If Wenner had done an all-Black book about the masters of rock and roll, its justification would have become part of the selling point for the book. In other words, the main thing that Wenner himself would have been talking about in interviews about the book is why he did the book in that way and what purpose it served to do so. Such an approach would have been a book begging for a fight or daring anyone to fight it. The book would have been a cause, not a sort of indulgence, as the actual book, in part, is.

But for Townsend, this whole thing is largely a free speech matter. Implicit in her piece is that Wenner has the right to do a book of interviews about rock and roll in any way he likes, without having to be challenged about its lack of so-called diversity, about whether it meets the approval of the current sociological trend-setters or gatekeepers. On that point, she is probably right, although there have always been sociological trend-setters and gatekeepers of one sort or another in the culture business. Wenner would have fewer problems with the diversity crowd if he had said that, as a White man, he felt qualified only to have interviews with White men, with whom he could communicate better; that he was not qualified to interview women and Blacks because, as a White man, he could not bring out their best in an interview. I personally would have found such a confession disconcerting, but it probably would have been acceptable to the many who are throwing him under the bus now because it would have an element of self-abasement. Instead, he wanted to imply that rock was a superior White man’s music, something requiring a philosophy no less, and what we are experiencing now is something like the passing of the great race and great gender as rock music. It is that version of rock which, he laments, is dead. “It’s not coming back. It’ll end up like jazz.” No worse fate can befall a form of popular music than to end up like jazz! Even jazz did not want to end up as jazz did! Holy Moses, it is not racism that is insulting in Wenner’s view but the sheer stale romanticism of it, bemoaning the twilight of an era. What is worse than Wenner being a racist or a sexist is that he is such an insufferable snob.

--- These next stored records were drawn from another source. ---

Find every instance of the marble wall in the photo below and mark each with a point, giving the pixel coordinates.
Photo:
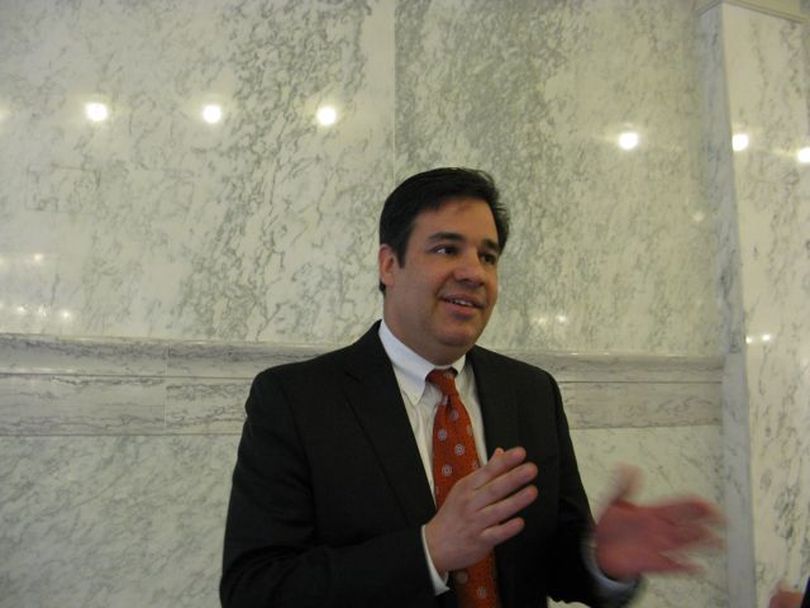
(152, 262)
(116, 455)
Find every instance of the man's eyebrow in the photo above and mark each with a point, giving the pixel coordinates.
(456, 237)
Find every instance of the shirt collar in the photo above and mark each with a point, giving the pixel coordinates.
(410, 368)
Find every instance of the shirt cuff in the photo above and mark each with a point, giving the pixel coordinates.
(439, 583)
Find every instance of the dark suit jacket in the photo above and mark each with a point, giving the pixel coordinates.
(329, 492)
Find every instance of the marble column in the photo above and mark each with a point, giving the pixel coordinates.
(756, 109)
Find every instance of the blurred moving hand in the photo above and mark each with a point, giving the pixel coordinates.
(633, 539)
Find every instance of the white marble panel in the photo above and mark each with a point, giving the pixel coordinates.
(33, 354)
(155, 223)
(104, 521)
(674, 461)
(768, 92)
(719, 175)
(636, 404)
(81, 405)
(611, 250)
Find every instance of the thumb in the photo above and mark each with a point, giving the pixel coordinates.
(627, 480)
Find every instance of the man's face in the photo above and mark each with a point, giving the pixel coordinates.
(440, 299)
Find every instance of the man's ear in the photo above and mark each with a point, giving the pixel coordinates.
(387, 264)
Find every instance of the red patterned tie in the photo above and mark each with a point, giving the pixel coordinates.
(454, 457)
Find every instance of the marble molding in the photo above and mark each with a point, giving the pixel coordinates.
(63, 386)
(610, 248)
(154, 223)
(768, 90)
(263, 227)
(719, 174)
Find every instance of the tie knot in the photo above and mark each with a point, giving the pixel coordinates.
(444, 379)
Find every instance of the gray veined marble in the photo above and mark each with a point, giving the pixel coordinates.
(65, 386)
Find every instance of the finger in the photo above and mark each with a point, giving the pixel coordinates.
(503, 485)
(500, 463)
(671, 563)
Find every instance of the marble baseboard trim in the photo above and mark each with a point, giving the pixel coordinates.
(64, 386)
(784, 9)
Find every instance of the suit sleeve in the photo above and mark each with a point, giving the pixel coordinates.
(273, 552)
(570, 579)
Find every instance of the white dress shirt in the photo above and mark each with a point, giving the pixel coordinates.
(421, 399)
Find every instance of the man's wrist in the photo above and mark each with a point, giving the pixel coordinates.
(439, 581)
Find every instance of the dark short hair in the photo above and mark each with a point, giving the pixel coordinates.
(428, 190)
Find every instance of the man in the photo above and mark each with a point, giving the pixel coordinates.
(414, 468)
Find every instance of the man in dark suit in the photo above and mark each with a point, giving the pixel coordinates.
(337, 482)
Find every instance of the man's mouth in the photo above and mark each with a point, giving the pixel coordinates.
(464, 302)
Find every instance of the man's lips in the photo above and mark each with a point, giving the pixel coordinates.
(464, 301)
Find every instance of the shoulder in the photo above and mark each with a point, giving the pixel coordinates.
(328, 368)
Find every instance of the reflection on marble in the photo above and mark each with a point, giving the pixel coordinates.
(768, 91)
(262, 226)
(121, 386)
(113, 521)
(611, 250)
(668, 470)
(719, 174)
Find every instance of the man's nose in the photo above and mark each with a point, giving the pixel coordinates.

Black critic Gene Seymour hit the matter a bit more squarely when he wrote: “Maybe it’s the impulse to set agendas from the insular tastes that’s really on its way out and not the music or the musicians or their legacies that are declining. In short, it’s the masses that are changing because there is no easily definable consensus about anything in a social media universe. Wenner, I would have thought, is smart enough to know that.”

Alas, it is not the music that is the relic but Wenner himself.

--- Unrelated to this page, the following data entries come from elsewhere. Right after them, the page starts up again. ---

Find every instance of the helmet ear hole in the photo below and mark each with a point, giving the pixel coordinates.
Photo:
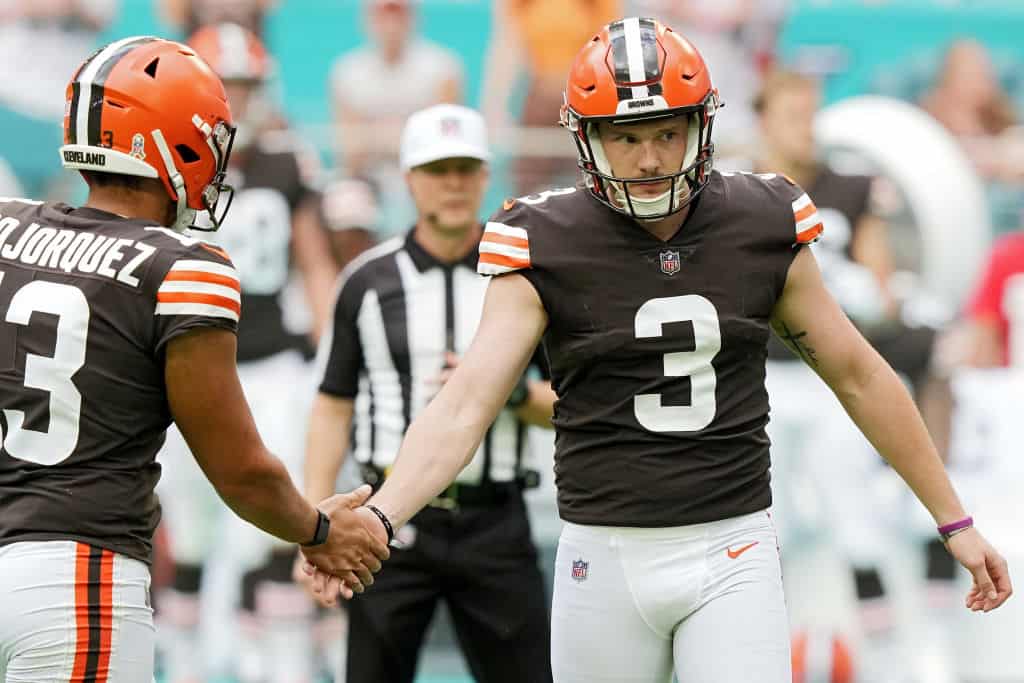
(187, 155)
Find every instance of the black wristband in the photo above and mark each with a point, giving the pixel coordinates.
(323, 529)
(384, 520)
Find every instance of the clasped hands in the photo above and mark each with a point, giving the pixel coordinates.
(355, 548)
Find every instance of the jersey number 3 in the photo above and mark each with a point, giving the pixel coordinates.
(696, 364)
(51, 374)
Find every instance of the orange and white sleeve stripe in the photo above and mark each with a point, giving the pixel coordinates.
(808, 221)
(200, 288)
(503, 249)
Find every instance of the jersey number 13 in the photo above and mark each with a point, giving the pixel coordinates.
(51, 374)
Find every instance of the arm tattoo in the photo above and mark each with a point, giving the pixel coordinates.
(797, 341)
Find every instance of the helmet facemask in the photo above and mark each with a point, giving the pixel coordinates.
(219, 138)
(685, 183)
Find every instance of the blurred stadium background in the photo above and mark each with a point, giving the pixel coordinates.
(948, 155)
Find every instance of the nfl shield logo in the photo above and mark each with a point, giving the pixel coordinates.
(670, 262)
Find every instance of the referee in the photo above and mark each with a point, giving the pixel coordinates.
(404, 312)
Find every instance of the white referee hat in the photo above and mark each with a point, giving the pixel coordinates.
(442, 131)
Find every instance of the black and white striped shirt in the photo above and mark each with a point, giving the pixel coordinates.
(397, 311)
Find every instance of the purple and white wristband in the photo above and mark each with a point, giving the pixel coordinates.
(947, 531)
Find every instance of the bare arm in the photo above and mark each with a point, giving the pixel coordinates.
(210, 409)
(442, 439)
(330, 421)
(810, 322)
(540, 406)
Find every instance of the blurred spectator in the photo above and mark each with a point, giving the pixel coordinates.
(189, 15)
(41, 42)
(349, 211)
(854, 254)
(969, 100)
(857, 265)
(9, 186)
(374, 87)
(992, 332)
(540, 38)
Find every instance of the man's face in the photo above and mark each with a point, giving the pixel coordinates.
(449, 191)
(645, 150)
(390, 24)
(787, 123)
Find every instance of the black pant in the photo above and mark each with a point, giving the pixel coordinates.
(481, 560)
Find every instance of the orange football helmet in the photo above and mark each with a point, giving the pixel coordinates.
(152, 108)
(633, 70)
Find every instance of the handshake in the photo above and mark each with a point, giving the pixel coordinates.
(354, 550)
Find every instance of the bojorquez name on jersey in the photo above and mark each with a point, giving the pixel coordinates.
(74, 251)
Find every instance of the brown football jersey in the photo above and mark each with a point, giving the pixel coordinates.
(88, 301)
(657, 348)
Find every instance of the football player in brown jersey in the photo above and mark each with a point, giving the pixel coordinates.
(272, 235)
(114, 324)
(654, 287)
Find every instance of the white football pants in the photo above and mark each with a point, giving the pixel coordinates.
(631, 605)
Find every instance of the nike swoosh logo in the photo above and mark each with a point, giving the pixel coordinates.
(733, 554)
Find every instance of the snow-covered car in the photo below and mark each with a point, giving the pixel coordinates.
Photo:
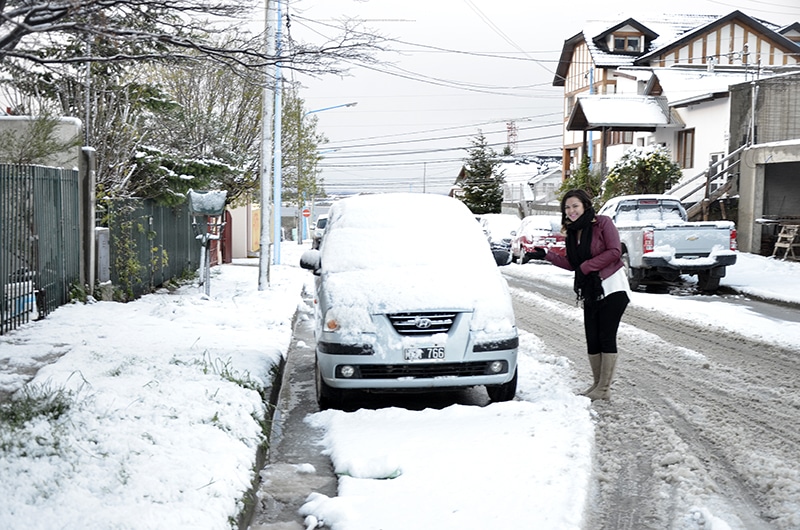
(537, 231)
(499, 229)
(393, 313)
(319, 230)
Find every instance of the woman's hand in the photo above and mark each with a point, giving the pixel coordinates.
(538, 253)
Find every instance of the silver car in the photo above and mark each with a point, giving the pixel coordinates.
(408, 297)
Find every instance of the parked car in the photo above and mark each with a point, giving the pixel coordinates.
(392, 313)
(537, 231)
(499, 229)
(659, 244)
(319, 230)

Finally, what I find amusing in this little dustup is that Wenner’s publisher, Little, Brown and Company, in a desperate effort to prevent the book from being remaindered this week, issued an apology on his behalf (supposedly he wrote it) which says, in part, “I totally understand the inflammatory nature of badly chosen words and deeply apologize and accept the consequences.”

“Poorly chosen words” sounds to me as if he is apologizing for having been, dare I say it, inarticulate. My goodness, I thought that was something only we Negroes (and women) suffered from. An inarticulate White man, who would have thought it!